Denis Dessus : Nous approuvons le souhait exprimé de transparence financière. La bonne gestion est le gage d'une capacité durable d'investissement et de satisfaction des besoins publics. L'UNSFA demande donc un moratoire immédiat sur les PPP et que tout engagement des finances des collectivités, sur des périodes allant au-delà des durées de mandat politique, ait fait l'objet d'une expertise préalable démontrant leur soutenabilité financière. Nous souhaitons aussi que les représentants des professions compétentes soient associés aux travaux des différents organes de consultation créés, comme, par exemple, la commission consultative d'évaluation des normes.
Batiactu : Est-ce, d'après-vous, une loi aux objectifs ambitieux ?
Denis Dessus : Oui, effectivement, mais n'aurait-il pas fallu avoir une vision distanciée : partir de l'objectif, comment permettre un aménagement du territoire cohérent, et réfléchir à une organisation idéale ? Cela aurait peut-être engendré des propositions politiquement incorrectes, voire une "loi de recentralisation' !"

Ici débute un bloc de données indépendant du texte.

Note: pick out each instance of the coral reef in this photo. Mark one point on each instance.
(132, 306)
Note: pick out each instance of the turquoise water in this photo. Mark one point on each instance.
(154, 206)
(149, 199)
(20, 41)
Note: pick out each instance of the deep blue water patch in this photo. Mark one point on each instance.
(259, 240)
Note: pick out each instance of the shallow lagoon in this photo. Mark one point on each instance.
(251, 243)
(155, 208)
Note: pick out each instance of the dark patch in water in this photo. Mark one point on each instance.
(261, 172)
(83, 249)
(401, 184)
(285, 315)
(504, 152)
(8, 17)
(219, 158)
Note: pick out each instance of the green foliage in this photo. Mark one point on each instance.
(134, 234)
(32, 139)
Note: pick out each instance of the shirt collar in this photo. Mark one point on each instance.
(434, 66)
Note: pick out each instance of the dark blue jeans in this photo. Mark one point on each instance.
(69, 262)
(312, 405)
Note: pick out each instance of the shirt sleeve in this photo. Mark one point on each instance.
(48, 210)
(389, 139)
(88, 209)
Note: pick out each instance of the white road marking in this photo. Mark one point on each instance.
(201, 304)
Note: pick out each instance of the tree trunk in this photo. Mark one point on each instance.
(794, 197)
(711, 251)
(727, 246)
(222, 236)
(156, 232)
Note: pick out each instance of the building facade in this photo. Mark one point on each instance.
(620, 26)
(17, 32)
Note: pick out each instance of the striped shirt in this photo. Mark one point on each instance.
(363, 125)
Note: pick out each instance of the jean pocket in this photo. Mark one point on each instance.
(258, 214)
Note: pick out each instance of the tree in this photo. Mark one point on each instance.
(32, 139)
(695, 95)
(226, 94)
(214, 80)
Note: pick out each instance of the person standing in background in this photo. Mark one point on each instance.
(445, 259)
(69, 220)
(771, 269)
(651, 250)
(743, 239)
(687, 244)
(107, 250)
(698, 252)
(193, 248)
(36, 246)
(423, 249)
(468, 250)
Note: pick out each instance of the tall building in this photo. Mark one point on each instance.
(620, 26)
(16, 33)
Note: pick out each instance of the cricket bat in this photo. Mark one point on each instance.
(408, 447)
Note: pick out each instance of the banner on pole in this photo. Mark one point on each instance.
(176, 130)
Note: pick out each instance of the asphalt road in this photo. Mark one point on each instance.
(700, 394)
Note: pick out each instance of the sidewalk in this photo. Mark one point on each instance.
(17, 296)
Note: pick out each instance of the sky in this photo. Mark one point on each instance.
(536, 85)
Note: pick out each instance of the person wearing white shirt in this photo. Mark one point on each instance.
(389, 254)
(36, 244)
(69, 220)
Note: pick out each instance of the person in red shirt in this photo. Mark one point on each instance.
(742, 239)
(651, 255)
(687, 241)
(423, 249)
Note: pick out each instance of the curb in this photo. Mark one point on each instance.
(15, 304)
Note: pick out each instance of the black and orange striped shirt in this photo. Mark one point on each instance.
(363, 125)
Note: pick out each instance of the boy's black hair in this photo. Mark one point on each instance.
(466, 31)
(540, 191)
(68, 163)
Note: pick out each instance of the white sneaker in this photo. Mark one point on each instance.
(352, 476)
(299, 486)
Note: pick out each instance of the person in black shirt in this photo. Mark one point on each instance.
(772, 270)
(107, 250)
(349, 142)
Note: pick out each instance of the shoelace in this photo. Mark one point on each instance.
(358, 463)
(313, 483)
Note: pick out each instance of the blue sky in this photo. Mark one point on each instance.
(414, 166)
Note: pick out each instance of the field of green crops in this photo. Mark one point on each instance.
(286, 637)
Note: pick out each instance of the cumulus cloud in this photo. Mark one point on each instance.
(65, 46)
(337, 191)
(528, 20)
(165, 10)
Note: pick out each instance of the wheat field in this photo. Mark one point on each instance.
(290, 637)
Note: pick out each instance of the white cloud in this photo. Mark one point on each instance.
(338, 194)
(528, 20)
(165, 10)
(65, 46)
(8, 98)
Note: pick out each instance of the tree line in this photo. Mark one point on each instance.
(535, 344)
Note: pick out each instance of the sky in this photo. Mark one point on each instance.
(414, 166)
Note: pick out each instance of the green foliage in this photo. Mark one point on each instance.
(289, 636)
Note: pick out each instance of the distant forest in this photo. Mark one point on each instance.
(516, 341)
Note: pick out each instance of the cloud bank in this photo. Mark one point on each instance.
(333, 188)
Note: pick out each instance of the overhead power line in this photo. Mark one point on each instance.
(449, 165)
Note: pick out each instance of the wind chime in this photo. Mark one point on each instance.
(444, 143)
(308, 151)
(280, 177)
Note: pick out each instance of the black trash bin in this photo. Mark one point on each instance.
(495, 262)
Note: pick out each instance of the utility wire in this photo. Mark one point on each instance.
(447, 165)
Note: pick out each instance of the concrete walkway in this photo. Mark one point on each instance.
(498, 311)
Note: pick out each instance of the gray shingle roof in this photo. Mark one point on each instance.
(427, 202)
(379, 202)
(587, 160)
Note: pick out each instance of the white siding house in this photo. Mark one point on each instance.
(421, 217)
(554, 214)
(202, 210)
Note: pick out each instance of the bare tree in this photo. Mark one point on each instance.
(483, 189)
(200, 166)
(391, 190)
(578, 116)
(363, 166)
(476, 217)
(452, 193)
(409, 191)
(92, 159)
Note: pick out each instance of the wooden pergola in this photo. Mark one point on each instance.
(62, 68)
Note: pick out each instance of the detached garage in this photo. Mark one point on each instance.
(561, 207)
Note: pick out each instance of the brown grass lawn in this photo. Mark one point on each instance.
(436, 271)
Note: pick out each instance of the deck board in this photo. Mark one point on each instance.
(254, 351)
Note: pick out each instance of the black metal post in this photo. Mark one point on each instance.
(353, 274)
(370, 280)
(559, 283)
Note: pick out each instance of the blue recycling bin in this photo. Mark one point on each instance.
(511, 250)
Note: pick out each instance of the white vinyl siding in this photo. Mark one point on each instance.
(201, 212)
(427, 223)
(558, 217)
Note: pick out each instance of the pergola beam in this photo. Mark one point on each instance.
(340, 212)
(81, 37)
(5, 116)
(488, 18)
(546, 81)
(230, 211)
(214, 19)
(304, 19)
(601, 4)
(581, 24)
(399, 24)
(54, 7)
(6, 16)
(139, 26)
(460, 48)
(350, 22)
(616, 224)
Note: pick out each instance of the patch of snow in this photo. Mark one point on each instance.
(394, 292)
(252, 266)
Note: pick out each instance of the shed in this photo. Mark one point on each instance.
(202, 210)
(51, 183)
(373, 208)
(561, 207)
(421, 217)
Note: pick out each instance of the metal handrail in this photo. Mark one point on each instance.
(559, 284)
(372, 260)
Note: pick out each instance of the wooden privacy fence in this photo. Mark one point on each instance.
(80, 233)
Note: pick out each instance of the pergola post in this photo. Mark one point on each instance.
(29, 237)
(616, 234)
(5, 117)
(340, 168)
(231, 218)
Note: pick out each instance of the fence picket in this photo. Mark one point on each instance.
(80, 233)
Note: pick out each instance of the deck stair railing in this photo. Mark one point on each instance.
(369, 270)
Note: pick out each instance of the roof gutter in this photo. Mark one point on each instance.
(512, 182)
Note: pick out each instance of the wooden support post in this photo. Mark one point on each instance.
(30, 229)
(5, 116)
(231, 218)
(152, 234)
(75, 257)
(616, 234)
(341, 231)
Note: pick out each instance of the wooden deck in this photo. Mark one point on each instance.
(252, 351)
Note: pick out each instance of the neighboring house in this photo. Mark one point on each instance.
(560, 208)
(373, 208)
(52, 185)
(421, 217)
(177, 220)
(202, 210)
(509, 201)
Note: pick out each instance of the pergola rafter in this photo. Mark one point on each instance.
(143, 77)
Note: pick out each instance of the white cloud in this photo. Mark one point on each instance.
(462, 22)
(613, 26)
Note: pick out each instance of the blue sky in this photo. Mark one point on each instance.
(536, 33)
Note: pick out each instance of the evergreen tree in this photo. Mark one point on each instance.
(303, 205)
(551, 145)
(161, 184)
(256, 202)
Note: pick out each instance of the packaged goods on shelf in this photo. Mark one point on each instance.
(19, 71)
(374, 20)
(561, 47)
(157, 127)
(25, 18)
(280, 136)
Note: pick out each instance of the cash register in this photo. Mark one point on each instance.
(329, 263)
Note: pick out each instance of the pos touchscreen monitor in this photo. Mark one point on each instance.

Les communes ayant engagé une procédure d'élaboration, de révision, de modification ou de mise en compatibilité d'un PLU avant l'entrée en vigueur de la future loi -et ayant achevé cette procédure dans un délai parallèle d'un an- pourront rester compétentes jusqu'à l'achèvement de cette procédure. Au terme de ce délai, si les procédures n'ont pas abouti, les communautés de communes et les communautés d'agglomération deviennent de plein droit compétentes en matière de PLU.